Daños colaterales
Los conflictos armados, las persecuciones y la violencia generalizada no sólo arrojan pavorosas cifras de muertos y heridos, sino, también, una preocupante legión de desplazados y refugiados
En 2013, seis millones de personas debieron alejarse de sus hogares como consecuencia de los conflictos, las persecuciones y la violencia generalizada, según el Alto Comisionado de las Naciones Unidas para los Refugiados (Acnur). A comienzos de 2014, 50 millones se encontraban en esa ingrata situación. El aumento se debió a la intensificación de la guerra civil en Siria y los conflictos en Sudán del Sur y la República Centroafricana. Se suman ahora otros miles de víctimas en la Franja de Gaza, Ucrania, Irak y Libia. El número de desplazados y refugiados iguala o supera al de la Segunda Guerra Mundial, basado en estimaciones. La diáspora crece.

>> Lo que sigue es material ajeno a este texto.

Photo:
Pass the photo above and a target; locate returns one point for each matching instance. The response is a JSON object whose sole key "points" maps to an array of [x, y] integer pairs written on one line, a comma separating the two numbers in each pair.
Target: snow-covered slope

Los desplazados, 33,3 millones, permanecen en sus países; los refugiados, 16,7 millones, huyen al exterior y, por miedo, arraigo u otras razones, no regresan. En ambos casos dejan detrás sus casas, sus trabajos, sus estudios y sus afectos, así como una parte de sí mismos que nunca recuperarán. Un incremento de esta magnitud no se observaba desde las guerras de los Balcanes y el genocidio de Ruanda, en 1994. En 2013, la mayoría eran sirios que se dirigían al Líbano, Jordania y Turquía, así como afganos que escapaban de los talibanes rumbo a Pakistán e Irán. En América seguían haciendo estragos las pandillas, las guerrillas y los narcotraficantes.
En las zonas calientes, todo conduce al éxodo. Más de 57.000 niños latinoamericanos han sido detenidos en los Estados Unidos. Fueron solos, lanzados por sus padres a una aventura de desenlace incierto. Es la otra cara del drama: los refugiados son mejor acogidos en los países subdesarrollados que en los desarrollados en un mundo en el cual abundan las guerras asimétricas. No luchan Estados contra Estados. Luchan Estados contra grupos armados, como el Estado Islámico en Irak y Siria, Boko Haram en Nigeria, los talibanes en Afganistán y Pakistán, Hamas en la Franja de Gaza, las milicias islamistas en Libia y los rebeldes prorrusos en Ucrania, entre otros.
Nada parece emparentarlos hasta que uno ata cabos. Por ejemplo, el derribo del avión de Malaysia Airlines en Ucrania tensó la cuerda entre los Estados Unidos y Rusia, proveedor del sistema antiaéreo que, en principio, usaron los rebeldes prorrusos. Por ello, Barack Obama ratificó su decisión de no suministrarles un arma de esa envergadura a los rebeldes sirios que pelean contra la dictadura de Bashar al Assad. ¿Obama y su par ruso, Vladimir Putin, están en las antípodas? Más allá de sus diferencias por Ucrania, trabajan codo a codo para reducir el programa nuclear de Irán. E Irán, a su vez, es ahora clave para frenar en Irak la insurgencia sunita, encarnada en el Estado Islámico, huérfano de Al-Qaeda.
En este enjambre de buenos no tan buenos y de malos no tan malos, los Estados Unidos entienden que Israel debe defenderse de los cohetes que lanza Hamas, aupado por Irán y, desde Egipto, por los Hermanos Musulmanes. Al ser depuesto en un golpe militar el presidente Mohamed Morsi, exponente de los Hermanos Musulmanes, Obama se vio forzado a bloquearle la asistencia financiera al nuevo gobierno egipcio. Lo curioso es que procura hallar con el actual presidente, Abdul Fatah al Sisi, un cese de hostilidades en la Franja de Gaza. En un escenario convulsionado por muertos, heridos, desplazados y refugiados, nada es tan blanco ni tan negro como parece. Encandilan los grises.